8 juillet 2013. « C’est par l’école qu’il est possible de lutter
à la racine contre les déterminismes et les assignations, c’est
par l’école qu’on élève le niveau général et qu’on oeuvre à la justice
sociale. Les cités éducatives, dont le coeur est le collège du
quartier, vont permettre de fédérer tous les acteurs et d’offrir
aux enfants une éducation de qualité sur le temps scolaire,
périscolaire et extrascolaire ». JEAN-MICHEL
BLANQUER (Ministre de l’Éducation nationale et de la Jeunesse)
(4) « Cité
éducative » : dispositif d’accompagnement par l’État, qui vise à
« fédérer tous les acteurs des quartiers prioritaires de la politique de
la ville afin d’en faire des lieux de réussite
républicaine ». Les cités éducatives associent les élus locaux, les
services de l’Etat et les associations locales.

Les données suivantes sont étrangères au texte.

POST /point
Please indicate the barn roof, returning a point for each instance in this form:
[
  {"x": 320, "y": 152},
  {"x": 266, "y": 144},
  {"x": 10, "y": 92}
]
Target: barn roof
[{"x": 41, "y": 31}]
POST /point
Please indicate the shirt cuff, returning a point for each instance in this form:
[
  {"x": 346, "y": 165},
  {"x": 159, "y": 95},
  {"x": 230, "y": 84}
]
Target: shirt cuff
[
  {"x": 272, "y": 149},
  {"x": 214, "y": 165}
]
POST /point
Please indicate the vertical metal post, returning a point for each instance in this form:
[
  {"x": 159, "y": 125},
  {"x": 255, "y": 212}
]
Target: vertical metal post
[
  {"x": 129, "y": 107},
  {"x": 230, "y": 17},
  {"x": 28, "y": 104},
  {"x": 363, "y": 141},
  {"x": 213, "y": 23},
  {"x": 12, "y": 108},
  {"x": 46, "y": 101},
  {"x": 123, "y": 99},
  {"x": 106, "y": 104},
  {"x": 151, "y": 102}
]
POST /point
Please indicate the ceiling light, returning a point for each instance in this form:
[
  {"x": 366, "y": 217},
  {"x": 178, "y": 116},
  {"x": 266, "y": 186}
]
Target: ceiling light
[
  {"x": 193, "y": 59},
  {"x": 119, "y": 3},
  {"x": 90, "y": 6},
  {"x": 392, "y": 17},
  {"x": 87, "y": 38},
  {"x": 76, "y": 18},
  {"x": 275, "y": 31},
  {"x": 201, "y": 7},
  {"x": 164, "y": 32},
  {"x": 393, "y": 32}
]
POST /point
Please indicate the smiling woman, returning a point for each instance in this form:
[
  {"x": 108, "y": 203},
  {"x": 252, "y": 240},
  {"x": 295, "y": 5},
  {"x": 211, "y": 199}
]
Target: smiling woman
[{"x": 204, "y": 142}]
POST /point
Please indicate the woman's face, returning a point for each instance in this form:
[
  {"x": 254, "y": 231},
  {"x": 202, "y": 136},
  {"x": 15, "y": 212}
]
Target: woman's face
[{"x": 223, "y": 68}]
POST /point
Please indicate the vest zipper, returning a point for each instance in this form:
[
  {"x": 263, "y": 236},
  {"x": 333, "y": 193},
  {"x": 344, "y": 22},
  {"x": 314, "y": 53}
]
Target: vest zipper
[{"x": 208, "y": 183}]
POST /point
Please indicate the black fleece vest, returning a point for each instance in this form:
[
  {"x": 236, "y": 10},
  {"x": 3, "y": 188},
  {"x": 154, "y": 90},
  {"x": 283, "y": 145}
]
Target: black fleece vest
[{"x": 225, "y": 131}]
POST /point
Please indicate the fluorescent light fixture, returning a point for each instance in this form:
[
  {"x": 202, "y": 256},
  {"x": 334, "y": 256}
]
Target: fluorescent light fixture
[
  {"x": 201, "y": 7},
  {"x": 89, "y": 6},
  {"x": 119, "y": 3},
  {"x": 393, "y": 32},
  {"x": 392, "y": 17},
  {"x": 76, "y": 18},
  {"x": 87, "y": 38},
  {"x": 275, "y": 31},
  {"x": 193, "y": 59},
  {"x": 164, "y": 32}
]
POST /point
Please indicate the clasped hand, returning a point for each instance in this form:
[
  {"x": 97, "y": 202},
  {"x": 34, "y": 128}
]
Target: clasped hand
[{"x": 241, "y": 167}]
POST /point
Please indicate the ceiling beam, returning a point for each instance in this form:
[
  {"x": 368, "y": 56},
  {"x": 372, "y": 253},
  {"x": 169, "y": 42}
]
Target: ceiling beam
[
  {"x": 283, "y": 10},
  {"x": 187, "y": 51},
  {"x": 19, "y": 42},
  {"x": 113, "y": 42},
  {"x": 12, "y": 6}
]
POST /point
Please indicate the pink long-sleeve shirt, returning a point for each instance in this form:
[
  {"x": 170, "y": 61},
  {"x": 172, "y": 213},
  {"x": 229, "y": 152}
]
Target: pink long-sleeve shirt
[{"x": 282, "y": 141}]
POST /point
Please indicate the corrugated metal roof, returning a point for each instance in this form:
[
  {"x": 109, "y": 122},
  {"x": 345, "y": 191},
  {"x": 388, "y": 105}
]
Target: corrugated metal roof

L’objectif de ces dispositifs
est la lutte contre décrochage scolaire grâce à la mise en place des projets
éducatifs s’adressant à tous les niveaux de classe, de la maternelle à la
terminale.100 millions d’euros seront
ainsi engagés sur les trois prochaines années. Et ce dès cette rentrée 2019,
selon le
communiqué du ministère de l’Éducation nationale et de la Jeunesse.